My boyfriend is currently at a party that i left early (I’m sick right now) and where he told me he would join me in bed in a couple of minutes because “without me it’s just not as much fun”. Also he knows that i don’t feel very good about being alone when I’m sick. It’s now almost two hours later. I just don’t know how to trust him right now. Yesterday we got into a huge fight over a female neighbor living next door to us (we live in a student home). I’ve had a pretty bad feeling about her for a while now because she is quite mean to me everytime it’s the two of us but as soon as my boyfriend enters the situation she is all of a sudden all smiles and friendly. I’ve very specifically told him that i feel uneasy about her and he assured me that he feels the same. Still, everytime they meet (which is almost daily because they both do volleyball with a couple of other people around the dorm) he mentions her at least a couple of times during the next conversations with me. I’ve said to him that i would wish him not to talk about her as much which he is trying to respect. Now yesterday it got a little out of hand because I came in on them casually chatting and her inviting him over for her dinner party. She said I could also come but she never talked directly to me even though I was walking right through the room. After this I kinda freaked and told him that i would really not like him going there because i feel like she is kind of disrespectful towards me and I felt like she was constantly flirting with him. He told me he wouldnt go. In the night I apologized for making such a big deal out of it and told him that i was simply worried. He said it was fine and that i was probably taking everything a little more seriously than usually because I’m sick.
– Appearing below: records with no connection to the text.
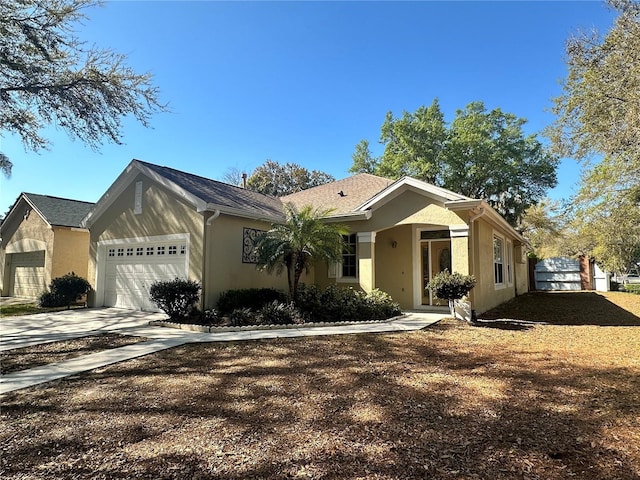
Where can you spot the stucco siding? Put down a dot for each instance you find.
(163, 213)
(487, 294)
(411, 208)
(70, 252)
(394, 270)
(225, 269)
(27, 233)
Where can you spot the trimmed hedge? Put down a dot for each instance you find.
(632, 288)
(337, 304)
(264, 306)
(177, 298)
(251, 298)
(64, 291)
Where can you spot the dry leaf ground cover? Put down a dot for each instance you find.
(450, 402)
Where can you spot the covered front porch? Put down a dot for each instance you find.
(401, 261)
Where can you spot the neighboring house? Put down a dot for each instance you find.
(41, 239)
(157, 223)
(569, 273)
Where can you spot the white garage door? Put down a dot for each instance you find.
(27, 274)
(132, 268)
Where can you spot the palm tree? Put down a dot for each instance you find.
(302, 239)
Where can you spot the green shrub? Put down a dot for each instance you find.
(451, 287)
(632, 288)
(176, 298)
(50, 300)
(64, 291)
(251, 298)
(382, 305)
(241, 317)
(277, 313)
(336, 304)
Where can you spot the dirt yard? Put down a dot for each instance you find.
(508, 400)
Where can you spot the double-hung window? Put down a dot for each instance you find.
(349, 256)
(498, 260)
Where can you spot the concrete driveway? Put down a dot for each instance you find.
(24, 331)
(27, 330)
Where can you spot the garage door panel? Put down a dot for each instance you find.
(129, 277)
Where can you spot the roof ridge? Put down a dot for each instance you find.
(206, 178)
(56, 197)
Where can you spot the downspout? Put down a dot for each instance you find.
(205, 256)
(480, 212)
Now tonight because I felt really lonely and kind of got trust issues I went through his phone (i know this is bad on my side and I feel really horrible about it) but then I found out they were actually texting yesterday afternoon and night. She texted him first, again inviting him for dinner and again mentioning I could join. He told her he wouldn’t be able to make it but was very friendly and still kept up some small talk with her.
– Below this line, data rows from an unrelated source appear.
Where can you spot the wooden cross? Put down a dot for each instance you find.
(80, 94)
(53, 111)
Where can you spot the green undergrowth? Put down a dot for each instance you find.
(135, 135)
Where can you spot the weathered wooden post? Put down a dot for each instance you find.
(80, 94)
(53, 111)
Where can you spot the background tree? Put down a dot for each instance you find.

When I read this i just got really sick to my stomach. I know it might sound like not much of a deal but the fact that he didn’t tell me about her texting him when we specifically talked about her like an hour before just feels very disrespectful to me. What I feel worst about is the fact that i actually apologized for my concerns.
I know that she is most probably at the party tonight too and it just makes me feel like the loneliest person that has ever existed.